President Trump recently announced on social media that the U.S. and Vietnam have reached agreement on a trade deal, just ahead of the deadline on which U.S. “reciprocal” tariffs are set to increase. Under that plan, most goods imported from Vietnam would have been subject to a 46% tariff, rather than the 10% baseline rate in place since April.
No text or specific details of the deal have been released, but President Trump stated that goods arriving from Vietnam will be tariffed at 20% unless they are products made elsewhere (including China) that are transshipping Vietnam. Transhipped products will be subject to a 40% tariff rate.

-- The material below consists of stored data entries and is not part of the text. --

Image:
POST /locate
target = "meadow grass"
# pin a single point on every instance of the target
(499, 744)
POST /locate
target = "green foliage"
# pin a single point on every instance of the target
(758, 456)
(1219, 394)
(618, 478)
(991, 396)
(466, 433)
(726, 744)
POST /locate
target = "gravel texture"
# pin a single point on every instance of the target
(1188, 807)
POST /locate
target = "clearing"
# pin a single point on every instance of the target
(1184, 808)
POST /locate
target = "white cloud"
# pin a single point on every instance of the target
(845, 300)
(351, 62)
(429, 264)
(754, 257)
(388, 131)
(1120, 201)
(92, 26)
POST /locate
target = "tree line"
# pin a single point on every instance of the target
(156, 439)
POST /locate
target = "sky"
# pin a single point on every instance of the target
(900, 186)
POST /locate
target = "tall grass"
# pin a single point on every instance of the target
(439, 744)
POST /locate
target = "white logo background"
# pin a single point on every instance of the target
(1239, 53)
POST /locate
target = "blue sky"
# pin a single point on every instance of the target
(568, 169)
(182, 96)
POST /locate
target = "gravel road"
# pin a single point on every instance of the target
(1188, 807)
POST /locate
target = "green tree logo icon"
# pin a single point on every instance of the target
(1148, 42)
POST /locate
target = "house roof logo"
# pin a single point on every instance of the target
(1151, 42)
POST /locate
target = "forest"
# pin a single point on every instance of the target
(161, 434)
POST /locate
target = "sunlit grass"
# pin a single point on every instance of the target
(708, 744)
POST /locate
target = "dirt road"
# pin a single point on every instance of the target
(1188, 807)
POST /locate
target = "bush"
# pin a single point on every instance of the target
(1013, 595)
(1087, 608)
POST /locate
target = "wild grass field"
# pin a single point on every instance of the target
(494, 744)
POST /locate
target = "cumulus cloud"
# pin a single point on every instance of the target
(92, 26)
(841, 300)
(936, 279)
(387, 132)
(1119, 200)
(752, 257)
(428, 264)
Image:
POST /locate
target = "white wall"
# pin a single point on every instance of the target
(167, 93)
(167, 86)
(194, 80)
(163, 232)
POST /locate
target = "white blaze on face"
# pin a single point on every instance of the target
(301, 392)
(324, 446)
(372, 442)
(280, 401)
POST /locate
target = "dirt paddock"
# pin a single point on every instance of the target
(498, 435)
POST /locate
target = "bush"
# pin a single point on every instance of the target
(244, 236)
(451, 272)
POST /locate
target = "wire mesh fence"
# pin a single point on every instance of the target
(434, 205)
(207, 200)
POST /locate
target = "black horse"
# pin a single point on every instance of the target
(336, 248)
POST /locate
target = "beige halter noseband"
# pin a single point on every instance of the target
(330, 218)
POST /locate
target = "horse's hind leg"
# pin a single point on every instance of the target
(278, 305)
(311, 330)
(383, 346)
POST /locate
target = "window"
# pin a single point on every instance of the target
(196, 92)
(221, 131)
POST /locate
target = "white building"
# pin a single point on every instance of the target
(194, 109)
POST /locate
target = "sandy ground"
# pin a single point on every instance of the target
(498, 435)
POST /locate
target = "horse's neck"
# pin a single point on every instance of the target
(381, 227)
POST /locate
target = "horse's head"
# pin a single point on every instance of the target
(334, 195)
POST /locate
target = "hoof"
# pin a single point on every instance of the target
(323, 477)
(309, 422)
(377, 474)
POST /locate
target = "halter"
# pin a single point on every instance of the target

President Trump also said Vietnam will further open its market to imports of U.S. products. This presumably includes U.S. pork and pork variety meat, which currently face formidable obstacles in Vietnam.
In mid-2022, Vietnam temporarily reduced its most favored nation tariff rate on frozen pork from 15% to 10%, providing modest relief for U.S. pork. But even with this reduction, U.S. pork is still tariffed at a significantly higher rate than most suppliers. Vietnam’s imports from Russia – Vietnam’s largest single-country pork supplier – are duty-free, while pork from Canada and most other Comprehensive and Progressive Agreement for Trans-Pacific Partnership countries also enters Vietnam at zero duty. Frozen pork from the European Union is currently tariffed at 3.7% and will be phased to zero by 2027. U.S. pork variety meat faces a tariff of 8%, compared to zero for CPTPP suppliers and Russia, and just 3.2% for variety meat from the EU.